COMMENT by Sarah L. Berga, MD
The results of this study are not surprising, but they are reassuring. The study demonstrates that alendronate is as effective in preventing fracture in women with radiological evidence for osteoporosis as in women with clinical evidence. Furthermore, this is the first study to show that alendronate reduces hip fracture risk. Black et al also point out in the discussion that alendronate is likely to confer a "continuous gradient of benefit" in women with low bone mass. Thus, a woman does not have to have a bone mineral density T score less than -2.5 to benefit from alendronate use. Furthermore, given the relatively prompt risk reduction, the benefit is not thought to be strictly attributable to an increase in bone density. Slowing of the bone-remodeling rate may also play a critical role.

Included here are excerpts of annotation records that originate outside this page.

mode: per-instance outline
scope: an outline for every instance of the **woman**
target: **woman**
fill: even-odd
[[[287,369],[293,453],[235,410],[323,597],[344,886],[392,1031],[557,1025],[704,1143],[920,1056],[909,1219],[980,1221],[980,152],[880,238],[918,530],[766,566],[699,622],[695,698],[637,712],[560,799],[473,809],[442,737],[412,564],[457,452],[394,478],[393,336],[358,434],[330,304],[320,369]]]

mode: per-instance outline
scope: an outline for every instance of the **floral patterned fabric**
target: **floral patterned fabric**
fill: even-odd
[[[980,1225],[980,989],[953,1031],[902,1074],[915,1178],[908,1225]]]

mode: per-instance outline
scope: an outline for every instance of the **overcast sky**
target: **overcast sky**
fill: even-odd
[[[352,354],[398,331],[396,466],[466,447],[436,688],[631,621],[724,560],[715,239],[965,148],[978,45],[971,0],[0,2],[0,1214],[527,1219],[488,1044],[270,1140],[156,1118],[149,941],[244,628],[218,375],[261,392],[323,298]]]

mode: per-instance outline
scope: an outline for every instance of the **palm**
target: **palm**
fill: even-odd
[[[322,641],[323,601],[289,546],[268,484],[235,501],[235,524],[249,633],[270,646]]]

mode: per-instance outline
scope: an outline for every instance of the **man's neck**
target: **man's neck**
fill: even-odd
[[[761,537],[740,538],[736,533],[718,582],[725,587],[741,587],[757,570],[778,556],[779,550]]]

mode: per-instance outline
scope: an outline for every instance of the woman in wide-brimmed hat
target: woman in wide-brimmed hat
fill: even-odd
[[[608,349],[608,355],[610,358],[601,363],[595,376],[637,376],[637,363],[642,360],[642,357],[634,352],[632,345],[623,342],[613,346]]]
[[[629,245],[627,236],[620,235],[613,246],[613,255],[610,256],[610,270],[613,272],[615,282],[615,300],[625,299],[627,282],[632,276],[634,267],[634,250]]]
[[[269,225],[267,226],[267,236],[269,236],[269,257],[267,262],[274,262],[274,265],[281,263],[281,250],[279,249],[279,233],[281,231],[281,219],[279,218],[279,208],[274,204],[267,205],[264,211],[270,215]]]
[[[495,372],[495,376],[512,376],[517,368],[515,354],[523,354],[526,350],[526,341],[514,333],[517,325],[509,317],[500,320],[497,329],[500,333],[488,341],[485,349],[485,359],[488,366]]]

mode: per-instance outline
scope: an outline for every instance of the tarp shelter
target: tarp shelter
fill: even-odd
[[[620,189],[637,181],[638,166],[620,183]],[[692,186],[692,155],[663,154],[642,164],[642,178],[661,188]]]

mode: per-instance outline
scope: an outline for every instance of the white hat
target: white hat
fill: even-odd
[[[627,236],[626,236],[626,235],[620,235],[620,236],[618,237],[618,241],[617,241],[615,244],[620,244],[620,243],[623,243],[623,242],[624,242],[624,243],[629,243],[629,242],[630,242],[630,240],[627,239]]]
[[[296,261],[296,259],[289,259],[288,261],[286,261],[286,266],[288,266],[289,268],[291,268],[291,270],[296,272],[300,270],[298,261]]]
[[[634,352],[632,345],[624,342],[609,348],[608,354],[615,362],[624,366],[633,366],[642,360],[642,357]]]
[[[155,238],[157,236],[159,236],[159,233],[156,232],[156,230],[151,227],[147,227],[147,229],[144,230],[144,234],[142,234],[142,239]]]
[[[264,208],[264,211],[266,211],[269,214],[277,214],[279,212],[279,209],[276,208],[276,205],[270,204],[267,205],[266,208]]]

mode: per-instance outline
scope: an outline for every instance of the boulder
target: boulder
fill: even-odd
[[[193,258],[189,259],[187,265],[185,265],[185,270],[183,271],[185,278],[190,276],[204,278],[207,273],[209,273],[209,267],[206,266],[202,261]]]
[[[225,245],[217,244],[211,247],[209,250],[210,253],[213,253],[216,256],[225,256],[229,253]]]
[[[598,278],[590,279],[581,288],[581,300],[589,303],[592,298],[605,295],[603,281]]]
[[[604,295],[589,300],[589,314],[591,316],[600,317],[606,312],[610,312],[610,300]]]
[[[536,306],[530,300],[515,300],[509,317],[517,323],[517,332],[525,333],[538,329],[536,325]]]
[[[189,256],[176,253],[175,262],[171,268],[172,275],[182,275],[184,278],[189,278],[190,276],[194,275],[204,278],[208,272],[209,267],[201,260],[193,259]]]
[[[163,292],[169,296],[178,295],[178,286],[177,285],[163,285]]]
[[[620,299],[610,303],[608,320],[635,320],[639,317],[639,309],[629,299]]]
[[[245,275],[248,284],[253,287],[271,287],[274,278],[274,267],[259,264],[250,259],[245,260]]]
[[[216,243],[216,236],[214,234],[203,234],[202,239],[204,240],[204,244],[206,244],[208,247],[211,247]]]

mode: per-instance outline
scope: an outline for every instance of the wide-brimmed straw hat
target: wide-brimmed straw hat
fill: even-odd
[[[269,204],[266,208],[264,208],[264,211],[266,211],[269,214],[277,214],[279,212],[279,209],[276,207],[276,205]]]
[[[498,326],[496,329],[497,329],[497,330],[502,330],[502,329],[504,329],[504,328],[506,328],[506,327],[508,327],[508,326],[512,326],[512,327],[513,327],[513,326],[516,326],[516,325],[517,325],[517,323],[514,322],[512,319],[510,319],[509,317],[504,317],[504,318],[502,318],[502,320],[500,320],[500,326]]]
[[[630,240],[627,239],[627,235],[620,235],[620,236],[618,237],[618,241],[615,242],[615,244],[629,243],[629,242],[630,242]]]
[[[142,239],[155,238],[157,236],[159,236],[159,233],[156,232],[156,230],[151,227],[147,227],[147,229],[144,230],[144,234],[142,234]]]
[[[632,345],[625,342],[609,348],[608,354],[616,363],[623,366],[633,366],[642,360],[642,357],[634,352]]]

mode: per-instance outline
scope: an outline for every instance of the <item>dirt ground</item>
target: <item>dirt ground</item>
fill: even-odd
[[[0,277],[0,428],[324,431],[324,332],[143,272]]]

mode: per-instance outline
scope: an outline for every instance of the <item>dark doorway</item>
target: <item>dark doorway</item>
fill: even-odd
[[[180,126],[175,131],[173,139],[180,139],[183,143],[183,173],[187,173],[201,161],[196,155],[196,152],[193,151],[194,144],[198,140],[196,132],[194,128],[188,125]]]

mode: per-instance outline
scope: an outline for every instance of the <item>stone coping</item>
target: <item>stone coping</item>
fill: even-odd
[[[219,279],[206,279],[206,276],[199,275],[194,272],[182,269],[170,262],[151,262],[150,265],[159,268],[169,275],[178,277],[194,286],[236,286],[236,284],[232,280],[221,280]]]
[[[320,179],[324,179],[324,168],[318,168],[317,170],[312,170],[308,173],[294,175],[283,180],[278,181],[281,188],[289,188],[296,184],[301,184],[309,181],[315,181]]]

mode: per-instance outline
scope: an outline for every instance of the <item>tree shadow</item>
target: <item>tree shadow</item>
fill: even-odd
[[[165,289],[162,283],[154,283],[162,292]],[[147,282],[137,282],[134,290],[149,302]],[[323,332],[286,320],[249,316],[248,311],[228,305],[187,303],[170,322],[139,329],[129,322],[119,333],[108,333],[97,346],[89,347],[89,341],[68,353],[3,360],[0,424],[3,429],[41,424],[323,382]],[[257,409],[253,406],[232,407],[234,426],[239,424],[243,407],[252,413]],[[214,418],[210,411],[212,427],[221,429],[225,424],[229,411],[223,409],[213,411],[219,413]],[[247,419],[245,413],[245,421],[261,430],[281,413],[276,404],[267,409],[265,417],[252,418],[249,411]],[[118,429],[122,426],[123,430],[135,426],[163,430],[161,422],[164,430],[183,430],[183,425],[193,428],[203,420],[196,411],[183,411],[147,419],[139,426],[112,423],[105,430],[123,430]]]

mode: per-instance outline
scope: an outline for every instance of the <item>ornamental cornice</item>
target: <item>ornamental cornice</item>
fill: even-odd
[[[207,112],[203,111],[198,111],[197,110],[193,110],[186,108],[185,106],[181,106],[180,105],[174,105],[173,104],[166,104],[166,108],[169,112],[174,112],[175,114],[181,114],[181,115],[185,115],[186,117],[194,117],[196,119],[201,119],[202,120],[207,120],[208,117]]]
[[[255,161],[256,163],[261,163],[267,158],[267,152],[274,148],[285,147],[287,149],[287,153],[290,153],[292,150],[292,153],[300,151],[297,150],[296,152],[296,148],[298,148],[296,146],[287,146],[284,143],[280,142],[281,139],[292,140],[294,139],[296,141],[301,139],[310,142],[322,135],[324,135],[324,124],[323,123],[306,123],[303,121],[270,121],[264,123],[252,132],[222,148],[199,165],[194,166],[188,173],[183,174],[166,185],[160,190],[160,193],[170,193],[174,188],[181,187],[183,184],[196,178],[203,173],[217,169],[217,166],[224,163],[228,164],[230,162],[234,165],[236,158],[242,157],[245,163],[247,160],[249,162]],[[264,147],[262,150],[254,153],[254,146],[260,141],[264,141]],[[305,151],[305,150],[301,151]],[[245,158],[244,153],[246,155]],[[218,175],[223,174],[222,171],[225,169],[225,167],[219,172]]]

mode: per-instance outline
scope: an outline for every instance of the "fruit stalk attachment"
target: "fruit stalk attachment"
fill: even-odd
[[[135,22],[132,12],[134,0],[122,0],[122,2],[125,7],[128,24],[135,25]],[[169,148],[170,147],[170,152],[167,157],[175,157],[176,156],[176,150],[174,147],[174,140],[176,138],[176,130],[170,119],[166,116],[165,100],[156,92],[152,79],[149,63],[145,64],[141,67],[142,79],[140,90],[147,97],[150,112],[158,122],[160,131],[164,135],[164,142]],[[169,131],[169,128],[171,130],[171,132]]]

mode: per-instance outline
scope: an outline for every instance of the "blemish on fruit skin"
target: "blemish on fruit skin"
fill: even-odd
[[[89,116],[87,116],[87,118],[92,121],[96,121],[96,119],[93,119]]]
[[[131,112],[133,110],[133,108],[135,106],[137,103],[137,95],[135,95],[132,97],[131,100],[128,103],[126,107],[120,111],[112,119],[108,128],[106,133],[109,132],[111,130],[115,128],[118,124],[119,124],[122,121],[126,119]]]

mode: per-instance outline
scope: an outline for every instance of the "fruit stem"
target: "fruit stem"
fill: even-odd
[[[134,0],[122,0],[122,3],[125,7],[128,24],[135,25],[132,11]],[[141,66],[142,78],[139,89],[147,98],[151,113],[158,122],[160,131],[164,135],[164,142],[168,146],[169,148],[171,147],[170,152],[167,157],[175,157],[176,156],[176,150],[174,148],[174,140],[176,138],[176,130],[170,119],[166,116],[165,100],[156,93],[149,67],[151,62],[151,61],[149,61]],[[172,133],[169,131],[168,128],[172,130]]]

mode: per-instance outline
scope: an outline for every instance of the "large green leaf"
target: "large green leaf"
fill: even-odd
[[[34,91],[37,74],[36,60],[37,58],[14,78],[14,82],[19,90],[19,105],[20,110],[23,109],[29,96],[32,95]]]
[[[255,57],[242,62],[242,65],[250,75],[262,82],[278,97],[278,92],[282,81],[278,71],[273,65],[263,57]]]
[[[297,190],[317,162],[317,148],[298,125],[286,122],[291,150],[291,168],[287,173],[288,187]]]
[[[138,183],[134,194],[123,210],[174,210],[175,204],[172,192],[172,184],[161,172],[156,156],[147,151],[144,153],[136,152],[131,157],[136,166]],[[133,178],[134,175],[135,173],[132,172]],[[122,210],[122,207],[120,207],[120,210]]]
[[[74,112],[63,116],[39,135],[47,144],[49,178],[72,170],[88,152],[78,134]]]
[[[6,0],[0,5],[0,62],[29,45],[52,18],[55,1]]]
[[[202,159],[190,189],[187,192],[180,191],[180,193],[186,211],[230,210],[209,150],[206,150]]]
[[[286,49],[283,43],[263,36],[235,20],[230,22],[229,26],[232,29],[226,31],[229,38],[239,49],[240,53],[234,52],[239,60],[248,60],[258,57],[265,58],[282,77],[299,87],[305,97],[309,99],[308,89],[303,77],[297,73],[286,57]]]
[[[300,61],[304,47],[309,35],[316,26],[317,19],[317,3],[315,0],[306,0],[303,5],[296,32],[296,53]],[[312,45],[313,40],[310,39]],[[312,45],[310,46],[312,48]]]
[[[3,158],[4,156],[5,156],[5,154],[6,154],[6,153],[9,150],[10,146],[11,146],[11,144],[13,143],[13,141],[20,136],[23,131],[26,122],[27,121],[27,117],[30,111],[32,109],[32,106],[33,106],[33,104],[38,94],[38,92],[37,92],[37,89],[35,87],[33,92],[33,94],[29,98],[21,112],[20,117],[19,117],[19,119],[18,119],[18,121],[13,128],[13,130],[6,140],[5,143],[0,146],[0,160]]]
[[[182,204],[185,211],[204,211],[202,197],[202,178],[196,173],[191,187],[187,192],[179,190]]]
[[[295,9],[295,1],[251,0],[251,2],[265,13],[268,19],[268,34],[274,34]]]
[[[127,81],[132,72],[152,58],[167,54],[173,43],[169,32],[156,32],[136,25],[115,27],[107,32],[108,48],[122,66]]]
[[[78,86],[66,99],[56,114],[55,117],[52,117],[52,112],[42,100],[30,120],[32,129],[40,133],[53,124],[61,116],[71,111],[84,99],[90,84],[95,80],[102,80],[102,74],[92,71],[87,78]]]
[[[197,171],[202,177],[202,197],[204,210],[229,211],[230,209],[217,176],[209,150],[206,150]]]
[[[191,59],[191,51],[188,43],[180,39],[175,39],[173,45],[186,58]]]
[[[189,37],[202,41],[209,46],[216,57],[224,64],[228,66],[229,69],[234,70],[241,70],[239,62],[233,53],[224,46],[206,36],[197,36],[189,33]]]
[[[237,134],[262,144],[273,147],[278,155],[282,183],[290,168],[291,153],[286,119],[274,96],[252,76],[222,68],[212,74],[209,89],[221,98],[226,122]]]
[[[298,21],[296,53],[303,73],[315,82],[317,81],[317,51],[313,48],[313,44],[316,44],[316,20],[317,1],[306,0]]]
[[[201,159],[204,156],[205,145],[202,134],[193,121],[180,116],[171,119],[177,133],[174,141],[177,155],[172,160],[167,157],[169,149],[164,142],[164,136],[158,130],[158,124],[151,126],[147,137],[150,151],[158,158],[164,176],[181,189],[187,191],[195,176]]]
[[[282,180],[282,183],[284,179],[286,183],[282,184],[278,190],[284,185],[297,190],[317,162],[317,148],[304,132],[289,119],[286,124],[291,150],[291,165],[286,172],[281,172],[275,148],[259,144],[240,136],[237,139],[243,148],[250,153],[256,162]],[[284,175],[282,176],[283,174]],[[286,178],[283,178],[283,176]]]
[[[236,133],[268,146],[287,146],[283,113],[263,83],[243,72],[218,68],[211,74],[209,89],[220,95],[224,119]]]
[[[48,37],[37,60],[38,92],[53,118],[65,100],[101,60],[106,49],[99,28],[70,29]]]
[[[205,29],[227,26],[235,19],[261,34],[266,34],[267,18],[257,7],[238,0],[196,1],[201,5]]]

This study still begs to answer the issue of exactly who should be given alendronate and for how long. It is easier to decide who might benefit than it is to say for how long therapy should continue. There are no long-term (> 10 years) studies of alendronate or any other bisphosphonate. With regard to selecting those most likely to benefit, my approach is to recommend estrogen therapy as the first line of defense because of its multiple other benefits in addition to bone preservation. I reserve bisphosphonate use for women whose bone mineral density remains low despite adequate estrogen repletion, for those who meet criteria for osteoporosis (as defined clinically or radiologically) before initiating estrogen therapy (because the use of both agents gives additional benefit), or for those who cannot or will not take estrogen.